The challenge is divided into the Leaderboard methods competition, and into subjective prizes like insights, innovation, and wrangling.

Below are the rules for the Leaderboard portion, and guidance for the insights aspect.

Leaderboard Evaluation:

All participants will use the provided core data set as the starting point for training and submissions.

The data is split by time:

  • Training data 2015 and earlier
  • Test data 2016 and later
  • Note: the visible public leaderboard will be on only a portion of the test data set, but the entire data set will be used at the end of the challenge to prevent gaming of the system
  • Likewise, there will be a limit on number of submissions per day
  • No data from phase 3 or existence of phase 3 for leaderboard competition
  • Recreating and/or using test data to train on or game the submission system for the Leaderboard competition is prohibited

Your leaderboard submitted model may use additional variables from the raw Informa historical trials data from which we produced the core data matrix. But you will have to wrangle those variables to the test data also.

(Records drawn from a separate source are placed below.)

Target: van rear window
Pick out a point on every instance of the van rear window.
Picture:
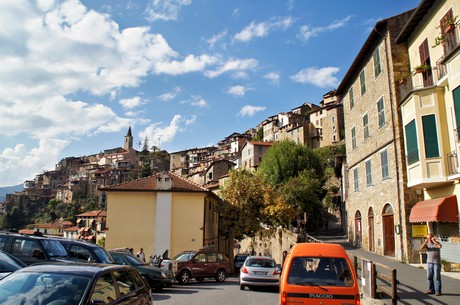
(320, 271)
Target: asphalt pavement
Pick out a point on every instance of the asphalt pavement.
(412, 278)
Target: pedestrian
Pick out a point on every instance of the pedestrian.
(433, 264)
(141, 255)
(284, 258)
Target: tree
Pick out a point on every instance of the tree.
(287, 159)
(250, 201)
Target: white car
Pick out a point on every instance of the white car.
(259, 271)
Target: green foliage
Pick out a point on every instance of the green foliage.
(287, 159)
(305, 193)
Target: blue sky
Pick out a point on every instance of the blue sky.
(183, 73)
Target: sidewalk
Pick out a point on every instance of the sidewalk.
(412, 278)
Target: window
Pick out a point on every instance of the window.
(366, 126)
(384, 164)
(355, 179)
(351, 97)
(377, 65)
(368, 173)
(430, 136)
(353, 137)
(381, 112)
(456, 94)
(411, 143)
(362, 80)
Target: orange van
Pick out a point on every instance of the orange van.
(318, 273)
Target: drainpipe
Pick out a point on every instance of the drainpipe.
(395, 143)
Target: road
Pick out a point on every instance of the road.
(211, 293)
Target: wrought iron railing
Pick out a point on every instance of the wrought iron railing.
(452, 163)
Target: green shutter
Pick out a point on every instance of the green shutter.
(411, 143)
(456, 94)
(430, 136)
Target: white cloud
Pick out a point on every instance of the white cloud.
(159, 133)
(273, 77)
(234, 65)
(238, 90)
(168, 96)
(216, 38)
(262, 29)
(165, 9)
(129, 103)
(249, 110)
(190, 64)
(199, 103)
(17, 164)
(305, 32)
(322, 77)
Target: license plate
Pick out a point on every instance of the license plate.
(260, 273)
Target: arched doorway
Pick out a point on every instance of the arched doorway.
(388, 231)
(358, 229)
(370, 219)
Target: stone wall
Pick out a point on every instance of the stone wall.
(271, 242)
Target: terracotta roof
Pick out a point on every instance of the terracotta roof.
(95, 213)
(150, 184)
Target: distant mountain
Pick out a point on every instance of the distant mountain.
(9, 190)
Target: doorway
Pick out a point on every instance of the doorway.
(388, 231)
(370, 217)
(358, 229)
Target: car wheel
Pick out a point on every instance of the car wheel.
(220, 275)
(184, 277)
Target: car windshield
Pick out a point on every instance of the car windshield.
(320, 271)
(8, 264)
(240, 258)
(53, 248)
(184, 257)
(134, 261)
(42, 288)
(103, 256)
(260, 262)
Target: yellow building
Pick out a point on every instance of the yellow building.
(161, 212)
(430, 109)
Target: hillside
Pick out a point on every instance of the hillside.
(8, 190)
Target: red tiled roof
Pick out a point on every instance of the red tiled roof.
(95, 213)
(150, 184)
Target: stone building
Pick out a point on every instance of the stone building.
(377, 196)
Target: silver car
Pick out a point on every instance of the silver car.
(259, 271)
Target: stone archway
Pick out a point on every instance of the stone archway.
(370, 221)
(388, 230)
(358, 229)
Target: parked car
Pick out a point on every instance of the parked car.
(31, 248)
(200, 265)
(259, 271)
(74, 284)
(239, 260)
(319, 273)
(9, 263)
(85, 251)
(158, 278)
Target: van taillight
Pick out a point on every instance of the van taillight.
(283, 298)
(357, 300)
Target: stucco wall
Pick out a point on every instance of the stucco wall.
(131, 221)
(271, 242)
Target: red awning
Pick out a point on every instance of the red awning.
(440, 209)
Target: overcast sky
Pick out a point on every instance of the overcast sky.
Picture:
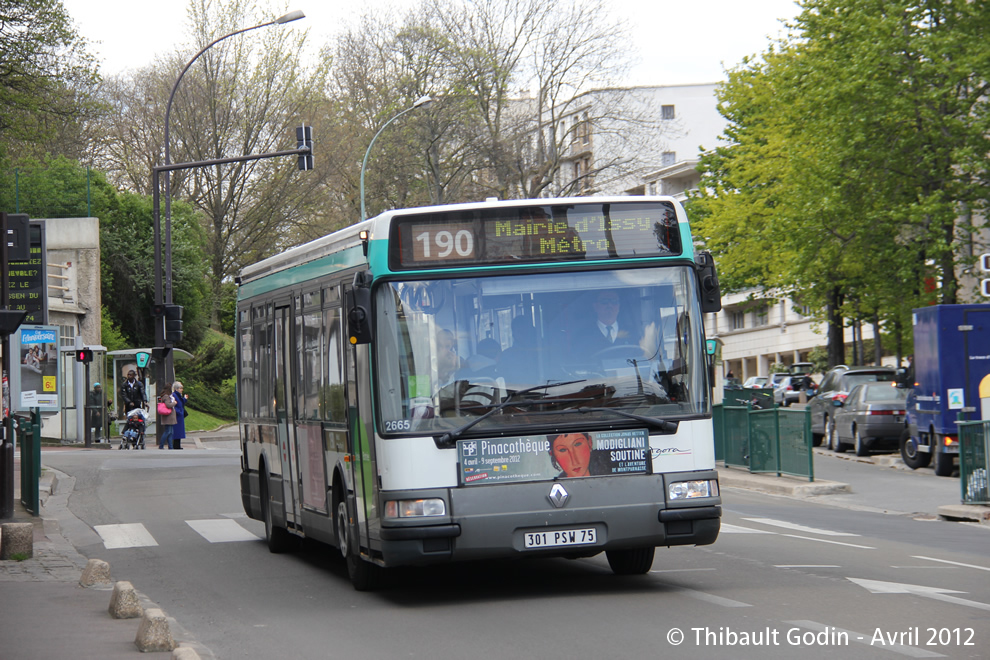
(674, 42)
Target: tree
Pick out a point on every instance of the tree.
(45, 80)
(850, 159)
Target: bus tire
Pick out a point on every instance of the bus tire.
(944, 464)
(364, 575)
(631, 561)
(913, 458)
(279, 539)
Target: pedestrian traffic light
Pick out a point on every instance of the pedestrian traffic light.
(172, 317)
(304, 140)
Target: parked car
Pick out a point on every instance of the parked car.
(871, 417)
(755, 382)
(838, 382)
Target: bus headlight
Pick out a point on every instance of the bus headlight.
(415, 508)
(687, 490)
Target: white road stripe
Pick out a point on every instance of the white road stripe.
(798, 528)
(863, 638)
(811, 538)
(223, 530)
(726, 528)
(712, 599)
(130, 535)
(954, 563)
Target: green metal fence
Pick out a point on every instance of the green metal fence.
(974, 448)
(773, 440)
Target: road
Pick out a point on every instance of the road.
(787, 577)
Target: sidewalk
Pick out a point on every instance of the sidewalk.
(38, 593)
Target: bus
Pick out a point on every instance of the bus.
(501, 379)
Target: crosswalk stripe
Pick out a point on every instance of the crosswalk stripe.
(127, 535)
(223, 530)
(798, 528)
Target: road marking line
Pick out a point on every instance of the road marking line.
(863, 638)
(726, 528)
(711, 598)
(798, 528)
(223, 530)
(129, 535)
(954, 563)
(811, 538)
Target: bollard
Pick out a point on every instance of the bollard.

Additionally, you may explore other data sources in your workspace, and then request that a new data source be made available to everyone to enable the entire challenge.

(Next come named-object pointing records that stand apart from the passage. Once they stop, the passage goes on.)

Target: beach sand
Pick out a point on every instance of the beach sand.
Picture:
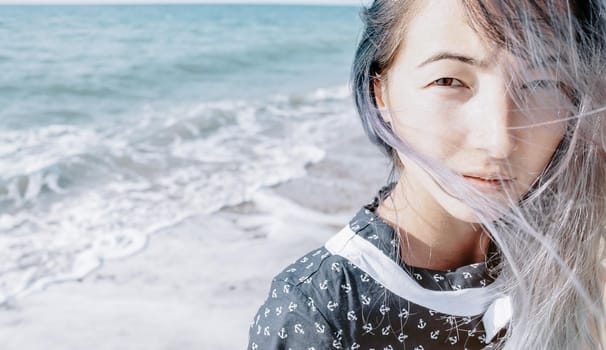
(198, 285)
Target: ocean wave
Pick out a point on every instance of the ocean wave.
(72, 196)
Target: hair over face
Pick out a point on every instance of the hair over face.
(552, 241)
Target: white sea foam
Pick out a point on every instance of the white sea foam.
(73, 197)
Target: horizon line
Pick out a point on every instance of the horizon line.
(180, 2)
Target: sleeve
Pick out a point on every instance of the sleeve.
(289, 320)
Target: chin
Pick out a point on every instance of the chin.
(460, 210)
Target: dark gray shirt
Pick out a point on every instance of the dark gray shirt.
(327, 301)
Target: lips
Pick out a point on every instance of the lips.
(489, 184)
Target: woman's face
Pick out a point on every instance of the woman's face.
(448, 96)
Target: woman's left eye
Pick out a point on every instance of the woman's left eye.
(449, 82)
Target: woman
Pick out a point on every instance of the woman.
(492, 236)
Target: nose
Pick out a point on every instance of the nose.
(490, 123)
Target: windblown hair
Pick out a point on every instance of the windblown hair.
(552, 240)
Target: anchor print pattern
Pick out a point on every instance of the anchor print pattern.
(323, 301)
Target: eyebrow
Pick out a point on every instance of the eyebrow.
(456, 57)
(445, 55)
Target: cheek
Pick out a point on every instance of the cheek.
(430, 129)
(538, 148)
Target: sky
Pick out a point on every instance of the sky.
(318, 2)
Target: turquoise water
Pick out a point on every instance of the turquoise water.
(81, 64)
(118, 121)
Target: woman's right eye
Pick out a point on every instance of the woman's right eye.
(448, 82)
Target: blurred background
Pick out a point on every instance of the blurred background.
(160, 163)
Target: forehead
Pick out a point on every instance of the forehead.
(448, 25)
(440, 25)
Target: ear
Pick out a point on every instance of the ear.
(379, 92)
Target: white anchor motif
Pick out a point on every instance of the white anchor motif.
(351, 315)
(292, 306)
(332, 305)
(384, 309)
(421, 324)
(282, 334)
(320, 328)
(450, 320)
(324, 285)
(438, 278)
(311, 304)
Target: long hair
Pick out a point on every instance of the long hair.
(552, 240)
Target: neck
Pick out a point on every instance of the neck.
(429, 236)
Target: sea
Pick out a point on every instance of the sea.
(118, 121)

IMPORTANT: When adding additional data, it is up to the participants that no data from after the 2015 cutoff is “leaked” back into the model training – especially regarding trial outcomes. Information leakage would negate your score.

Insights:

When demonstrating the performance of your model for various other challenge questions or with new data sets, please keep in mind the topic of information leakage, but you are of course able to come up with new ways for validating your algorithm.

We strongly encourage participants to show the value or additional insights associated with bringing in new data, to help us quantify the new potential information it brings.